Striking Teachers Are Fighting For Much More Than Paychecks
While national news outlets hail the conclusion of a historic teacher strike in Chicago, another important story often overlooked by national reporters is the ongoing struggle to defend public education in the months that follow successful strikes. In Oakland, California, where teachers won important concessions from the district as a result of their strike earlier this year, the community is nevertheless still seeing their students’ education undermined by lack of resources and disrupted by school closures and further privatization from charter schools.
Recently, when Oakland teachers, joined by contingencies of parents and students, showed up at a school board meeting to voice their opposition to a decision to close a beloved elementary school, they were met with barricades and a phalanx of police officers who roughed up peaceful protesters.
The ongoing struggle that continues in Oakland after teachers held a successful strike illustrates why advocacy for public education can no longer settle for labor-friendly contracts that make life better for teachers and students, but has to challenge more widespread political and societal conditions that undermine schools, as Chicago teachers just did.
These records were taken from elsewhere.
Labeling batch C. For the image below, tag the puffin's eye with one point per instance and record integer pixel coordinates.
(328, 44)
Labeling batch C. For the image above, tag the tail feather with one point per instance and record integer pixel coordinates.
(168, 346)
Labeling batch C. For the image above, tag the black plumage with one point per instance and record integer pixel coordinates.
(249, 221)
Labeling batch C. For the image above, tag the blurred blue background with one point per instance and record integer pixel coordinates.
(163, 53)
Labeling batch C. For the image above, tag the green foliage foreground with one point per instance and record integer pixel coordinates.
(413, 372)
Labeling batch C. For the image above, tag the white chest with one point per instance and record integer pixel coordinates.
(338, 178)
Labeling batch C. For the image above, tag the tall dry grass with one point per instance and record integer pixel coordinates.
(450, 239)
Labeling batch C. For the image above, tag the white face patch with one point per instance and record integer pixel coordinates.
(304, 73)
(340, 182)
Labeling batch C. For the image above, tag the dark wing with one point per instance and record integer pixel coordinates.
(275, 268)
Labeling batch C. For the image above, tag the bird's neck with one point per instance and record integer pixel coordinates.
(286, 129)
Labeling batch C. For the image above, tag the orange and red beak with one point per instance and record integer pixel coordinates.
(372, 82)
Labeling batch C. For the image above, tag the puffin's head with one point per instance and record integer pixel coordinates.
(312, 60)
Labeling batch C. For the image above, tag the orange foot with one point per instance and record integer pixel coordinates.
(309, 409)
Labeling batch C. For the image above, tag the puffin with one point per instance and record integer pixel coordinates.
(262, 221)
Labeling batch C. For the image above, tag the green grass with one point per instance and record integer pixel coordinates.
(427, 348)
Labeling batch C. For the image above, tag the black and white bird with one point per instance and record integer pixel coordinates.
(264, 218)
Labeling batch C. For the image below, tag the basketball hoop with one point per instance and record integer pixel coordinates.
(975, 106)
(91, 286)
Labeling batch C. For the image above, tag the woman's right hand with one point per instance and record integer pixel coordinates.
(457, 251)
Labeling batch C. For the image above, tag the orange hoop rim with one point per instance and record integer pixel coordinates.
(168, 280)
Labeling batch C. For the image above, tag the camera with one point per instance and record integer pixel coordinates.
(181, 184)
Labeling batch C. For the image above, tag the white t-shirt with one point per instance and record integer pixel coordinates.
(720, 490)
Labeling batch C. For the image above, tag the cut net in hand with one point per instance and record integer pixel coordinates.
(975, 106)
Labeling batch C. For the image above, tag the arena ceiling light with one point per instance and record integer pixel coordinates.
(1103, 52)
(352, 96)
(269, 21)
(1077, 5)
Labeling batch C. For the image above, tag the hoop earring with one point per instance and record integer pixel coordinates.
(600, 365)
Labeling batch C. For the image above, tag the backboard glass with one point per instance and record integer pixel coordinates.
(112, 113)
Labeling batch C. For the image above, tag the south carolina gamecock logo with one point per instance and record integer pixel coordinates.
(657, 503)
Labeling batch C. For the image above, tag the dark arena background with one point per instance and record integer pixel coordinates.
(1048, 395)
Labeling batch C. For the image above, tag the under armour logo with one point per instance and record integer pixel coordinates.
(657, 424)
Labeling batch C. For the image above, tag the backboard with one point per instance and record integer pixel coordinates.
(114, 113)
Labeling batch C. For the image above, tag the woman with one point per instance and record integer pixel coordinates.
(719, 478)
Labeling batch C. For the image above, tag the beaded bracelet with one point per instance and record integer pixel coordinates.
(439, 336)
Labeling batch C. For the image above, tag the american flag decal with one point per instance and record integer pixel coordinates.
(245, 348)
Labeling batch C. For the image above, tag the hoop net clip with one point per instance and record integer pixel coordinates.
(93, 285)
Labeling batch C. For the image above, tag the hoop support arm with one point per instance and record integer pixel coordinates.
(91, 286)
Calling for these deeper structural changes means taking on an economic and political agenda and a hierarchy of policy leaders that choose to give public funds and tax breaks to an array of beneficiaries other than public schools.
Advocating for this more ambitious goal can result in real change not only in local communities, as teachers have been proving in Chicago, but also on the national stage where leading presidential candidates in the Democratic Party are finally turning away from the decades-long narrative that public schools are failed institutions and the solution is to withhold funding from them and subject them to competition from a parallel charter school industry.